This afternoon at Mathemati-Con, James Tanton proved to us 12 different ways that 1 = 2. Here are just a few of his arguments:

1. Since $i^2 = -1$,

\[ 1 = {i^2 + 3 \over 2} = {(\sqrt{-1})(\sqrt{-1}) + 3 \over 2} = {\sqrt{(-1)(-1)} + 3 \over 2} = 2 \]

2. Take a unit square. The diagonal has length $\sqrt{2}$ by the Pythagorean theorem. But we can also approximate the diagonal using a staircase. The lengths of the horizontal segments of the staircase must add to 1, as must the lengths of the vertical segments. So the staircase, no matter how closely it approximates the diagonal, always has length 2. As we make the approximation better, this means that $\sqrt{2} = 2$ and therefore $2 = 4$ implies $1 = 2$.

3. Write $ 0 = 0 + 0 + 0 + \dots$. Since $0 = 1 – 1$, we have

\[ 0 = (1-1) + (1-1) + (1-1) + \dots \]

But if we rearrange the parentheses, we get

\[ 0 = 1 + (-1+1) + (-1+1) + (-1 +1) + \dots = 1 + 0 + 0+ \dots = 1. \]

Thus $0 = 1$; adding 1 to both sides gives $1 = 2$.

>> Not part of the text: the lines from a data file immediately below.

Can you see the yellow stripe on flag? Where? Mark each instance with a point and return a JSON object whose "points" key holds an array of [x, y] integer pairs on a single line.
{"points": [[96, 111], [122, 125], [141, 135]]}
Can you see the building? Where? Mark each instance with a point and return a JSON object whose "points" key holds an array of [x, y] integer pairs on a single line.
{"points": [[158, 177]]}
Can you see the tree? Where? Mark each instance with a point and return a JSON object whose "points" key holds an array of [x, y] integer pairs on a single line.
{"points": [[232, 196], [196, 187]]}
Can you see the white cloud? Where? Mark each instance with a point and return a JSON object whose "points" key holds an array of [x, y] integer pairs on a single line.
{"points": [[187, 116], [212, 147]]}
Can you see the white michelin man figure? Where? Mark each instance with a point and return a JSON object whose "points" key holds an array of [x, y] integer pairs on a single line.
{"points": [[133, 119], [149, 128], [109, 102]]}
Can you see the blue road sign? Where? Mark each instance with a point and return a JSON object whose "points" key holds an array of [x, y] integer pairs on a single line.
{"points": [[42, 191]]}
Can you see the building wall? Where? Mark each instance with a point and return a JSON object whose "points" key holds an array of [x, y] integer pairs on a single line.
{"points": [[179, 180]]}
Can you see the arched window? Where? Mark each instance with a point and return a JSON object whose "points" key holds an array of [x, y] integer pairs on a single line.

See if you can spot the mistakes in each of the arguments. Tanton ended with the following irrefutable “proof by shopping”: At a store holding a 2-for-1 sale, he asked the sales associate how much it would cost to buy 1 item. She responded that it was the regular price–that is, the same price as buying 2 items. Hence it must follow that $1 = 2$.